An Introduction to the Data Science series at the University of johnkins
In the past few months, I have taken Andrew Ng from Stanford University as a reference for his machine learning handout, on the CSDN blog, I wrote some summary notes related to machine learning and data mining (separate component analysis and reinforcement learning are not completed, I have a new understanding of statistics and data mining I have learned before (many formulas are best deduced by myself, so that I can truly deepen my understanding and have a deep memory ). However, when learning, I also feel that I have two major shortcomings: 1. I am not very theoretical. For example, a few days ago, after summing up the concepts related to Bayesian machine learning, we found that we did not thoroughly understand the essential ideas of the Bayesian school, but only knew a Bayesian formula. 2. Lack of practical application experience. In the face of practical problems, designing specific solutions will be entangled in the selection of various methods. Data Mining is not only a theoretical science, but also an empirical science.
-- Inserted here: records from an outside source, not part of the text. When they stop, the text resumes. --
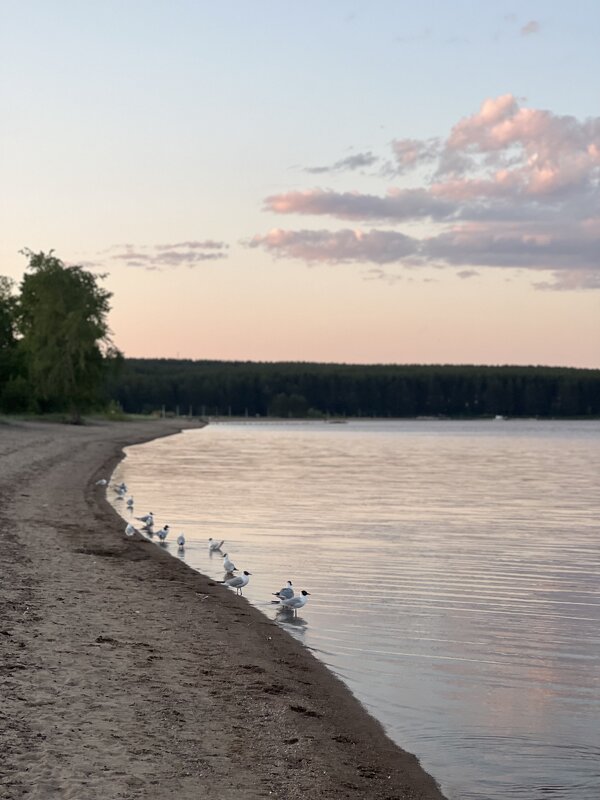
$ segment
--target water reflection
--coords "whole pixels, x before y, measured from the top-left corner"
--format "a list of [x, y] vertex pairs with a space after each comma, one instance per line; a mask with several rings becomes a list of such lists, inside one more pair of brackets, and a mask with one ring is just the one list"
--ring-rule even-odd
[[[600, 424], [211, 426], [127, 454], [179, 557], [222, 579], [225, 540], [449, 797], [596, 800]], [[288, 577], [301, 618], [271, 603]]]
[[300, 642], [305, 641], [306, 629], [308, 622], [289, 608], [278, 608], [275, 612], [275, 622], [280, 625], [284, 630], [290, 633], [295, 639]]

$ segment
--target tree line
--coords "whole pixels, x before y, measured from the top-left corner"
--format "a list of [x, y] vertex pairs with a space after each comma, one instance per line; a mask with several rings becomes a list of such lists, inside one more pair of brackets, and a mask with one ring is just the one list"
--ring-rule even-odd
[[124, 360], [129, 413], [280, 418], [600, 416], [600, 370]]
[[0, 411], [323, 417], [598, 417], [600, 370], [124, 359], [103, 276], [24, 251], [0, 276]]

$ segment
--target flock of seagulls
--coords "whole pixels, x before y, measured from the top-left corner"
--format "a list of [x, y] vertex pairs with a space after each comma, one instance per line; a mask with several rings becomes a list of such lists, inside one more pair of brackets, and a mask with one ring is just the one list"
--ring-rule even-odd
[[[96, 481], [96, 486], [108, 486], [109, 482], [102, 478], [99, 481]], [[125, 483], [119, 483], [113, 487], [116, 492], [116, 500], [123, 500], [127, 494], [127, 485]], [[133, 512], [133, 497], [129, 497], [127, 499], [127, 508], [128, 510]], [[165, 540], [171, 529], [169, 525], [163, 525], [160, 530], [154, 530], [154, 514], [152, 511], [149, 511], [147, 514], [144, 514], [141, 517], [135, 517], [138, 522], [141, 522], [142, 525], [140, 526], [140, 531], [146, 533], [149, 537], [153, 537], [156, 535], [161, 544], [165, 543]], [[132, 537], [135, 536], [136, 533], [139, 533], [138, 529], [133, 525], [131, 522], [127, 523], [125, 527], [125, 535]], [[223, 569], [225, 570], [225, 579], [219, 581], [223, 586], [227, 586], [229, 589], [235, 589], [236, 595], [241, 595], [242, 590], [245, 586], [248, 585], [248, 581], [250, 580], [250, 576], [252, 575], [251, 572], [248, 570], [243, 570], [240, 572], [239, 575], [234, 575], [234, 572], [238, 572], [238, 568], [235, 566], [234, 562], [231, 560], [227, 553], [223, 553], [221, 548], [225, 544], [225, 540], [221, 539], [213, 539], [212, 536], [208, 539], [208, 552], [209, 555], [213, 554], [220, 554], [223, 558]], [[179, 534], [177, 537], [177, 548], [179, 552], [183, 552], [185, 549], [185, 536], [183, 533]], [[306, 589], [302, 589], [300, 594], [296, 594], [294, 592], [294, 587], [291, 581], [288, 581], [287, 584], [281, 588], [278, 592], [272, 593], [277, 600], [272, 600], [272, 603], [278, 603], [282, 609], [286, 609], [292, 611], [294, 616], [297, 615], [299, 609], [303, 608], [306, 605], [308, 598], [310, 597], [310, 592], [307, 592]]]

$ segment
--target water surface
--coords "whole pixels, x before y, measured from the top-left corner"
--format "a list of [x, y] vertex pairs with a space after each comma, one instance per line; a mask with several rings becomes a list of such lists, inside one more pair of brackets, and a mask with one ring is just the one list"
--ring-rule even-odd
[[451, 800], [597, 800], [599, 475], [597, 422], [410, 421], [210, 425], [114, 478], [201, 572], [225, 539]]

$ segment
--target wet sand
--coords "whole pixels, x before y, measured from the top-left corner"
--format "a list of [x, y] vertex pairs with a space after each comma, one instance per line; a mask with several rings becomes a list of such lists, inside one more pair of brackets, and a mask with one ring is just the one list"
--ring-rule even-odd
[[299, 642], [123, 535], [95, 481], [181, 427], [0, 422], [0, 797], [440, 800]]

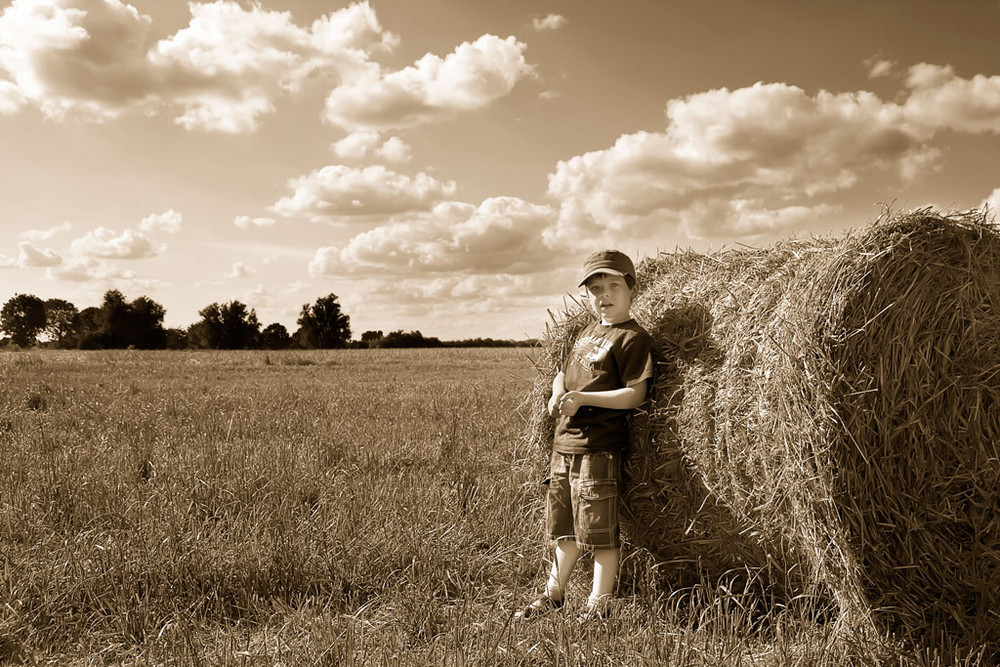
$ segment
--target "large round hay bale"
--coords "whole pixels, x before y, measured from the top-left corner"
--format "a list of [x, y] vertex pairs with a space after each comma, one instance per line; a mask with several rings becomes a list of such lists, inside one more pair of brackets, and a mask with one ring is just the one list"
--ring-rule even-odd
[[[1000, 642], [1000, 235], [917, 211], [843, 238], [639, 266], [657, 377], [629, 541], [938, 646]], [[582, 307], [550, 328], [529, 435]], [[859, 620], [861, 619], [861, 620]]]

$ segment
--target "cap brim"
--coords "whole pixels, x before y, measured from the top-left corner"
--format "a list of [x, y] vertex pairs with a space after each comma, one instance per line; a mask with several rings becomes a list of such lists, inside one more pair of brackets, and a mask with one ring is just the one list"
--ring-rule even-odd
[[577, 287], [583, 287], [584, 283], [586, 283], [588, 280], [590, 280], [591, 276], [596, 276], [598, 273], [610, 273], [613, 276], [622, 276], [622, 277], [625, 277], [625, 275], [626, 275], [626, 274], [622, 273], [621, 271], [616, 271], [614, 269], [604, 269], [604, 268], [594, 269], [593, 271], [591, 271], [590, 273], [588, 273], [587, 275], [585, 275], [583, 277], [583, 280], [580, 281], [580, 284], [577, 285]]

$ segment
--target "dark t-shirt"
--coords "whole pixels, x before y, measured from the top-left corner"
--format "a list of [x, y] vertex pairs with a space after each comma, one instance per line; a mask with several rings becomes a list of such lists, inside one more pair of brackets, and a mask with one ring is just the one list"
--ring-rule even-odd
[[[635, 320], [588, 325], [570, 351], [563, 373], [566, 391], [621, 389], [653, 376], [653, 343]], [[621, 451], [628, 446], [630, 410], [585, 405], [556, 420], [552, 449], [561, 454]]]

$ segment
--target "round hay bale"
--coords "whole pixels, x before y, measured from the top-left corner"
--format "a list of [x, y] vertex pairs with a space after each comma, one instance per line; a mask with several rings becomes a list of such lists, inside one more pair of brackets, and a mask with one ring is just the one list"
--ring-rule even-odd
[[[841, 621], [1000, 642], [1000, 234], [928, 210], [838, 239], [643, 261], [657, 376], [626, 531], [679, 585], [732, 568]], [[590, 314], [550, 327], [528, 435]]]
A few days ago, Coursera launched a series of special courses, one of which is the Data Science series offered by the Bloomberg School of Public Health at the prestigious free open course website. Marvel at the fact that foreigners share the best education in the world, I don't even know why many experts and professors in China refuse to share their lectures with the students (I believe everyone has heard the lectures and asked for rejection of the slides ).
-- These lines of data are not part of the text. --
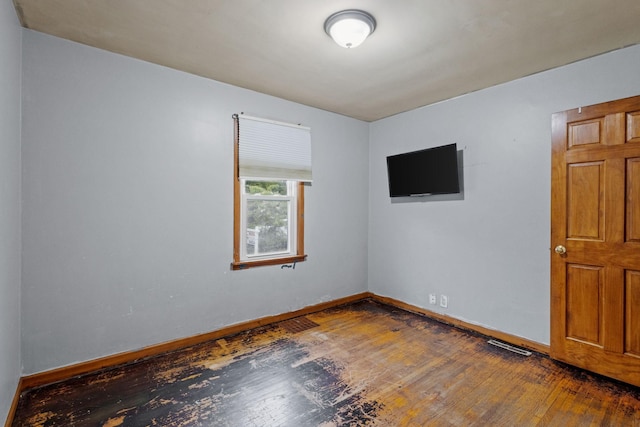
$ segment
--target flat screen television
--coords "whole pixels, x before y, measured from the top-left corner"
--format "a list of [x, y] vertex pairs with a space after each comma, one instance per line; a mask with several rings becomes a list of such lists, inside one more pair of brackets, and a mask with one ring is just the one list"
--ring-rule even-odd
[[460, 192], [456, 144], [387, 157], [391, 197]]

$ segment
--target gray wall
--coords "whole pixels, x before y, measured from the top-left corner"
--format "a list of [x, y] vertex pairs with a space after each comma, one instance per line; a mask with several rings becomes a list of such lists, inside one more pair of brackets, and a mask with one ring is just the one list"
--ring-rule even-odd
[[[639, 75], [635, 46], [373, 123], [369, 289], [549, 343], [551, 114], [638, 95]], [[464, 200], [391, 203], [386, 156], [454, 142]]]
[[0, 423], [20, 376], [20, 70], [22, 31], [0, 2]]
[[[24, 374], [367, 290], [367, 123], [28, 30], [23, 79]], [[312, 129], [295, 270], [230, 271], [239, 112]]]

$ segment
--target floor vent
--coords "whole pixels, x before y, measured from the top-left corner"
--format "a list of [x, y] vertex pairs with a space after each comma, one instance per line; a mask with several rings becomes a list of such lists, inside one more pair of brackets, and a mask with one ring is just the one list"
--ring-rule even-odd
[[302, 316], [280, 322], [279, 326], [285, 331], [295, 334], [296, 332], [306, 331], [307, 329], [315, 328], [320, 325]]
[[521, 354], [523, 356], [531, 356], [531, 352], [528, 350], [524, 350], [522, 348], [519, 347], [514, 347], [512, 345], [509, 345], [507, 343], [503, 343], [501, 341], [497, 341], [497, 340], [489, 340], [487, 341], [489, 344], [491, 345], [495, 345], [496, 347], [500, 347], [503, 348], [505, 350], [509, 350], [512, 353], [517, 353], [517, 354]]

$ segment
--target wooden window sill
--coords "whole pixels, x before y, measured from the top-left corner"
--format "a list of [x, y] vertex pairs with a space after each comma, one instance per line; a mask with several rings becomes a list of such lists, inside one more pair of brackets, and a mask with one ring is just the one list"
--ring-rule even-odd
[[246, 270], [253, 267], [263, 267], [267, 265], [295, 264], [307, 260], [307, 255], [294, 255], [283, 258], [269, 258], [256, 261], [234, 261], [231, 263], [232, 270]]

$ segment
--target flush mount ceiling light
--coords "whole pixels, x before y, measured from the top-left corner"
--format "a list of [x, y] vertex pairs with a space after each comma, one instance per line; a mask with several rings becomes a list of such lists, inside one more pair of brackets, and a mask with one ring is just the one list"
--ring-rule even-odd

Since we have such a good course, we hope to improve our abilities and make up for the shortcomings through studying the course. I will refer to the official website of the course below, briefly introduce the purpose and content of this course:
1. What will you learn?
(1) Formulate issues and assumptions related to the research background to drive data science research;
(2) identify, obtain and convert data to form statistical evidence so that it is suitable for written communication;
(3) create a model based on the new data type, experiment design, and statistical inference.
Ii. Course Content
This series of courses uses the R language as a tool and is divided into nine parts:
(1) The Data Scientists Toolbox)
(2) R Programming (R Programming)
(3) Getting and Cleaning Data)
(4) Exploratory Data Analysis)
(5) Reproducible Research)
(6) Statistical Inference (Statistical Inference)
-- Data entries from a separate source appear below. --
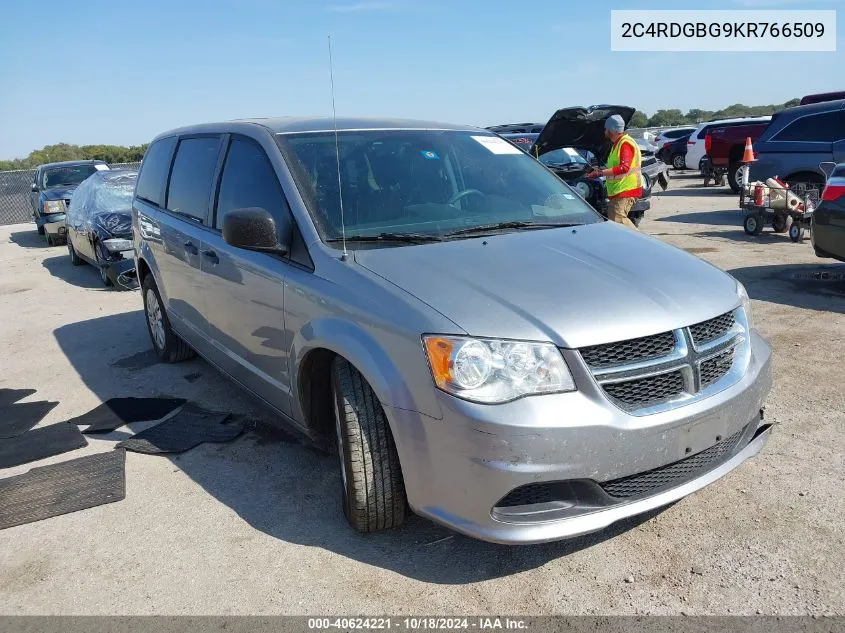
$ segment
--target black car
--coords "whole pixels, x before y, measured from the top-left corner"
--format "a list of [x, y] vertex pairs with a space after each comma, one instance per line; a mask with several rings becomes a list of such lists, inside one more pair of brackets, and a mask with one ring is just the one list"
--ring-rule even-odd
[[[634, 108], [627, 106], [590, 106], [562, 108], [555, 112], [539, 133], [518, 133], [515, 128], [536, 129], [539, 124], [496, 125], [488, 130], [506, 138], [544, 163], [567, 182], [602, 215], [607, 215], [607, 187], [604, 178], [590, 179], [592, 166], [604, 165], [612, 148], [604, 137], [604, 123], [618, 114], [627, 125]], [[650, 151], [642, 151], [643, 193], [628, 214], [639, 225], [651, 207], [651, 191], [656, 182], [669, 186], [668, 167]]]
[[73, 195], [67, 212], [67, 249], [74, 266], [89, 263], [106, 286], [134, 287], [132, 195], [134, 169], [98, 171]]
[[657, 150], [657, 157], [675, 169], [686, 169], [687, 141], [692, 135], [685, 134], [674, 140], [668, 140]]
[[[526, 154], [534, 155], [532, 148], [539, 134], [500, 134], [503, 138], [519, 147]], [[586, 174], [592, 170], [589, 161], [583, 154], [572, 147], [558, 148], [540, 156], [537, 160], [551, 169], [561, 180], [568, 183], [578, 194], [589, 202], [592, 207], [607, 215], [607, 187], [604, 178], [587, 178]]]
[[827, 179], [813, 213], [811, 236], [816, 255], [845, 262], [845, 163]]
[[30, 186], [32, 219], [38, 234], [46, 236], [48, 244], [64, 239], [65, 214], [79, 183], [108, 168], [101, 160], [71, 160], [36, 167]]

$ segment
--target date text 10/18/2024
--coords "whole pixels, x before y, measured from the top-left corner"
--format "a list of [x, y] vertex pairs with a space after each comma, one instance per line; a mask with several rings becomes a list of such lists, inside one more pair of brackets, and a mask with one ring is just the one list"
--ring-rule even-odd
[[308, 628], [312, 630], [339, 629], [344, 631], [358, 629], [396, 629], [408, 631], [431, 631], [431, 630], [510, 630], [520, 631], [528, 628], [525, 620], [518, 618], [500, 617], [406, 617], [406, 618], [308, 618]]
(7) Regression Model (Regression Models)
(8) Practical Machine Learning)
(9) Developing Data Products)
Iii. General requirements
It is the data science capability provided by the course handouts. It can be seen that, to become a data, computer skills, mathematical statistics knowledge, and professional skills are required at the same time.
At last, I attached a road map to become a data scientist. It does not belong to the handout of this course. However, it provided the specific knowledge and skills that data scientists need to master. From this figure, we can see that it is a long journey to become a data scientist.
Since we hope to make progress, we need to stick to it. I will stick to learning and keep a record based on this course.